How to format JSON

Formatting JSON is one of the fastest ways to understand a payload. Once indentation and line breaks are in place, nested objects and arrays stop looking like a wall of text.

Step 1: Make sure the JSON is valid

A formatter cannot repair syntax errors. If the payload might be broken, start with JSON Validator. Once the JSON passes validation, formatting becomes straightforward.

Step 2: Pretty print the structure

Take a dense payload like this:

{"user":{"id":42,"name":"Ada","roles":["admin","editor"]}}

And format it into this:

{
  "user": {
    "id": 42,
    "name": "Ada",
    "roles": [
      "admin",
      "editor"
    ]
  }
}

Step 3: Inspect nesting and repeated keys

Once formatted, you can scan arrays, compare sibling fields, and notice when values are misplaced. This is especially useful for API debugging and config review.

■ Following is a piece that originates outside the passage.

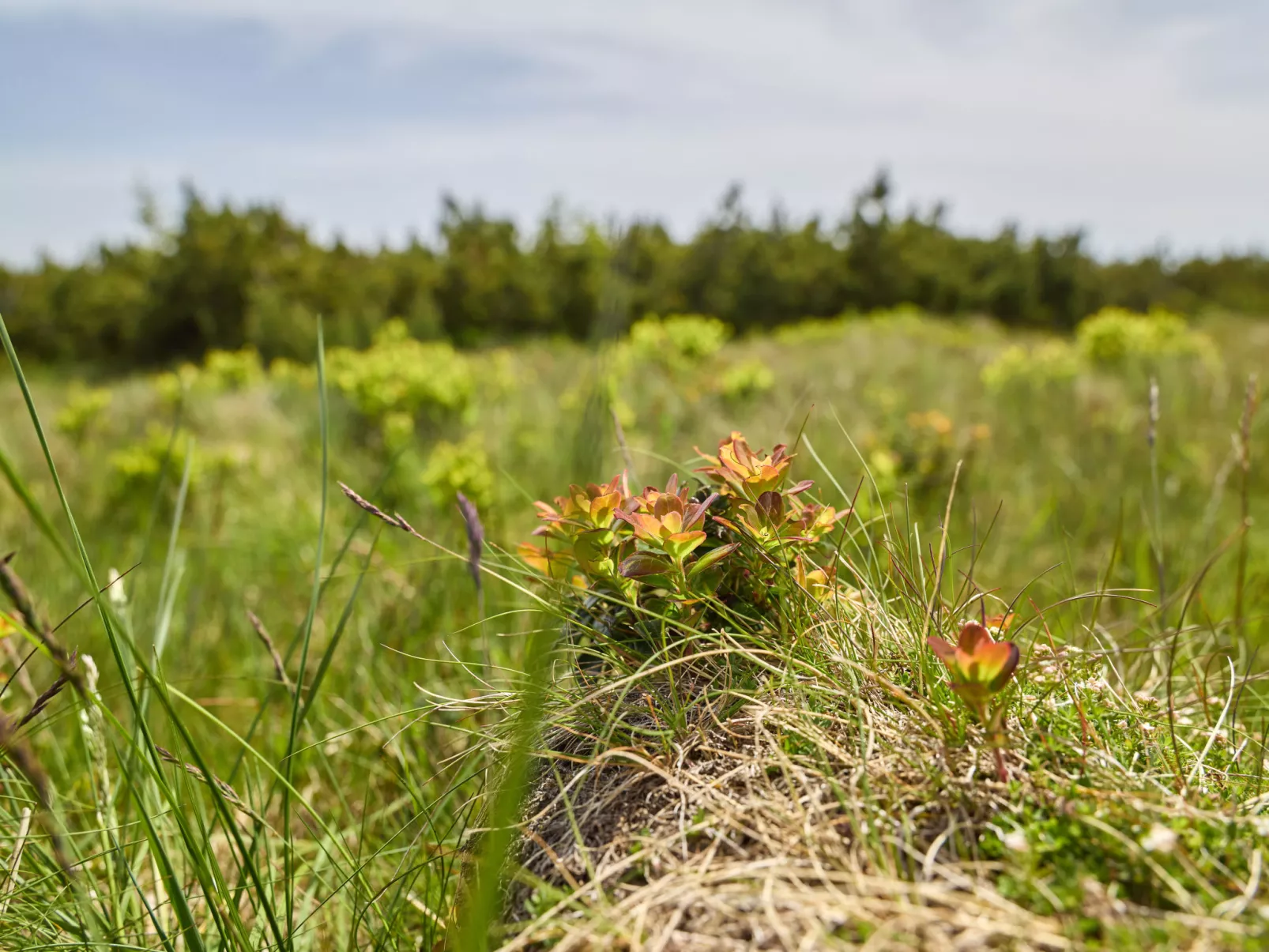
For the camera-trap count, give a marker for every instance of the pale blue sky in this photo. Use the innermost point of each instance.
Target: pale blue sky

Step 4: Choose the next action

  • Keep the formatted version for debugging or documentation.
  • Switch to JSON Minifier if you need a compact payload again.
  • Move to JSON to TypeScript if you are building typed code from the payload.

When formatting helps the most

Formatting is especially helpful for nested API responses, webhook payloads, exported datasets, and any copied JSON that arrives on one long line. It reduces visual noise so the real issue becomes obvious faster.

Related JSON tools

FAQ

What does formatting change?

Formatting changes whitespace and indentation only. It does not change the meaning of valid JSON data.

Can I format minified JSON?

Yes. Minified JSON is one of the most common inputs for a formatter.

Should I minify after formatting?

Only if you need the payload to be compact again for transport or embedding. For debugging, keep it formatted.

Can I upload a local file to format it?

Yes. MyJSONTool can open local JSON files directly in the browser.